Just to add to an excellent answer from @fruitmincepie. Your question reminded me of when I first "got" significance testing some years ago. The following realisation made it click for me...
The key point (this isn't always strictly true, but it's good for now) is that a null hypothesis is generally a mathematically precise way that things could be. So, "equal means" is a precise way that things can be, and we can make a mathematical model for what sort of datasets we would get if that were true. (I'm glossing over @fruitmincepie's important point about not knowing the variance).
So, we know what sort of datasets we would expect to get if it were true. If our dataset is not one of these, then we start thinking maybe our null was false. And that is your goal in significance testing: to falsify the null by showing that your dataset contradicts it.

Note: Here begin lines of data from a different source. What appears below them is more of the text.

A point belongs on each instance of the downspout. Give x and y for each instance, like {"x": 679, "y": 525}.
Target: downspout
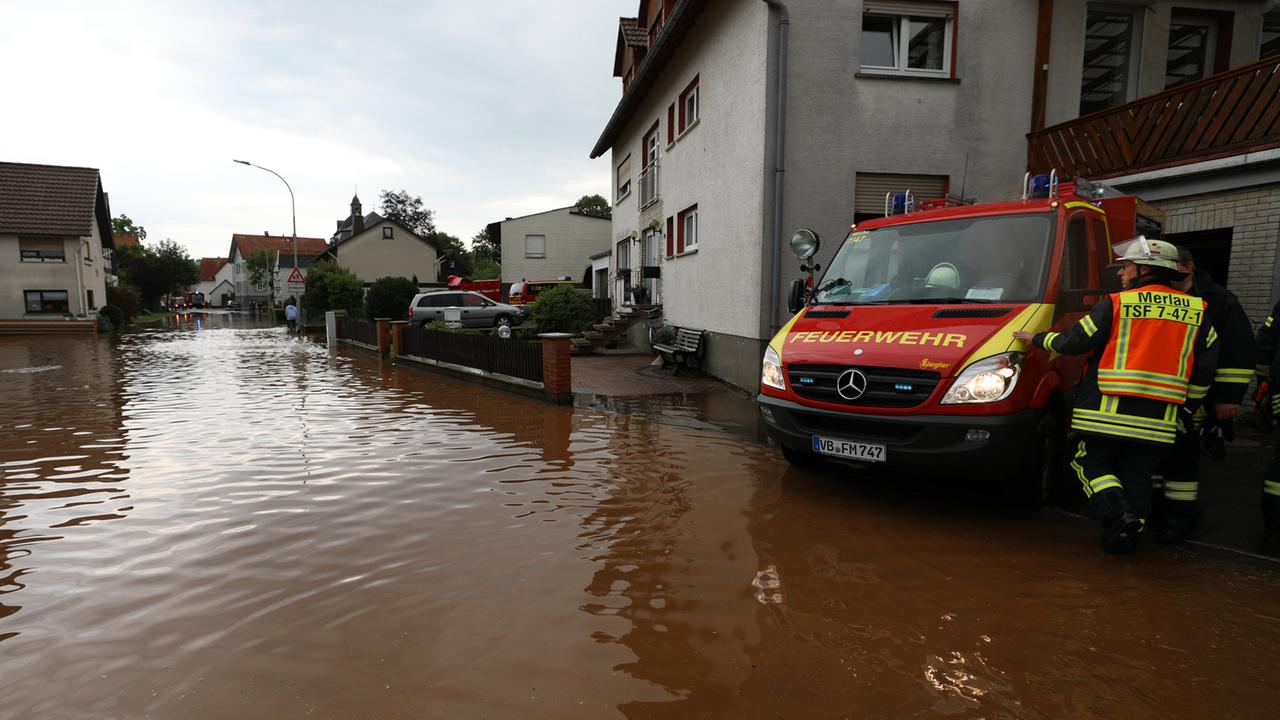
{"x": 780, "y": 149}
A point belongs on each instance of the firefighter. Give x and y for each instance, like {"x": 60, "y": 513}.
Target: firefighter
{"x": 1151, "y": 364}
{"x": 1235, "y": 367}
{"x": 1269, "y": 373}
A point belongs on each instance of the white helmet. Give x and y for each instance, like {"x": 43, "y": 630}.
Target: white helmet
{"x": 1143, "y": 251}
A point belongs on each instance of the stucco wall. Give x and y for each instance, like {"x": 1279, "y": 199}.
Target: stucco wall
{"x": 718, "y": 165}
{"x": 373, "y": 256}
{"x": 1066, "y": 49}
{"x": 76, "y": 276}
{"x": 571, "y": 240}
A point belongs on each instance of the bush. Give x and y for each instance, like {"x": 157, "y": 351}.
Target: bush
{"x": 333, "y": 287}
{"x": 389, "y": 297}
{"x": 563, "y": 309}
{"x": 124, "y": 297}
{"x": 112, "y": 313}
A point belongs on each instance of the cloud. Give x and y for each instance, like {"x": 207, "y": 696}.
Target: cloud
{"x": 485, "y": 109}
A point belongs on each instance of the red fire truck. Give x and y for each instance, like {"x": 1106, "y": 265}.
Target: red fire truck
{"x": 903, "y": 355}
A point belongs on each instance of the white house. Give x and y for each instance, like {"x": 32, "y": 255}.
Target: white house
{"x": 717, "y": 158}
{"x": 55, "y": 242}
{"x": 549, "y": 245}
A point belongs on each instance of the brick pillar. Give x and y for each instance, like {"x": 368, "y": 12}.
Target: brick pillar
{"x": 384, "y": 335}
{"x": 557, "y": 377}
{"x": 398, "y": 337}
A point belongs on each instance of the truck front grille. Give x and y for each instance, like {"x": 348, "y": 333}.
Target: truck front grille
{"x": 886, "y": 387}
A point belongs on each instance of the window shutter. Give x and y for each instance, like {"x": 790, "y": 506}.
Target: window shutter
{"x": 869, "y": 188}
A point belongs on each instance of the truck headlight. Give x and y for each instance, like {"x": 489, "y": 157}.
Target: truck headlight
{"x": 986, "y": 381}
{"x": 771, "y": 370}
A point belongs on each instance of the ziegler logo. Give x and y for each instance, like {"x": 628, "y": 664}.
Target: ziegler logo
{"x": 883, "y": 337}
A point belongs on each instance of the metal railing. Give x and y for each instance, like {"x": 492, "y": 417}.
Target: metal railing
{"x": 1226, "y": 114}
{"x": 508, "y": 356}
{"x": 649, "y": 185}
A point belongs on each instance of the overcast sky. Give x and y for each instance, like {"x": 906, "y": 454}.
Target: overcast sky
{"x": 487, "y": 109}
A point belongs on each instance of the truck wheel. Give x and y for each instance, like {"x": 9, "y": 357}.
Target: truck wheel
{"x": 799, "y": 458}
{"x": 1031, "y": 486}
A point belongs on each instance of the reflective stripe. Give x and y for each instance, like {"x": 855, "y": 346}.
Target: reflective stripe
{"x": 1233, "y": 376}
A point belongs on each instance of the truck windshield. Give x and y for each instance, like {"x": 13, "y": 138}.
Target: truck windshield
{"x": 991, "y": 259}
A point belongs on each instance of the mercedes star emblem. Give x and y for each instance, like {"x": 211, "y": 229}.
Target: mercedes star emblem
{"x": 851, "y": 384}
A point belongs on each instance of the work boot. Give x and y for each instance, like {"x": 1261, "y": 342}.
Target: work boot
{"x": 1178, "y": 522}
{"x": 1121, "y": 534}
{"x": 1270, "y": 542}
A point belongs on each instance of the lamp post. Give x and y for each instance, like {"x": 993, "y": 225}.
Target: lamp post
{"x": 293, "y": 214}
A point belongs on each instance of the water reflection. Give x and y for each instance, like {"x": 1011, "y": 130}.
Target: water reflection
{"x": 225, "y": 520}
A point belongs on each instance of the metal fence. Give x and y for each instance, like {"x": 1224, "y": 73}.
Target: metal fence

Example: Blancmange Dataset
For example, suppose we choose 10 men and 10 women and measure their love of blancmange. Now suppose that men and women love blancmange equally (call this our null!). What sort of datasets might we get? We would probably get the men and women's blancmange-love scores intermingled, right? Maybe a few men might come out a bit higher just by luck of the draw? Or equally a few women might? But certainly, we wouldn't expect to accidentally pick 10 men who all loved blancmange more than all of 10 women. At least, not if our null is true that men and women love blancmange equally. So, when we find that all ten of our men love blancmange more than all ten of our women we seriously doubt our null hypothesis. And so, probably, men do indeed love blancmange more than women.
Now, imagine trying to model the null, "men and women differ in love of blancmange". What sort of datasets would you expect to get then? Pretty much anything, right? So, you'd have no way of contradicting it, because it is so nebulous, any dataset will probably support it. (Even one where the men and women come out the same could almost as easily happen by luck of the draw from a world where men and women differ than from one where they don't).
So, "means are equal" is a precise statement, that you can build a mathematical of, to predict what sort of datasets you'd get if it were true. "Means are not equal" is not -- it is a vague statement, and you could get pretty much any dataset if that were true, and so you're neither able to model it, nor to contradict it.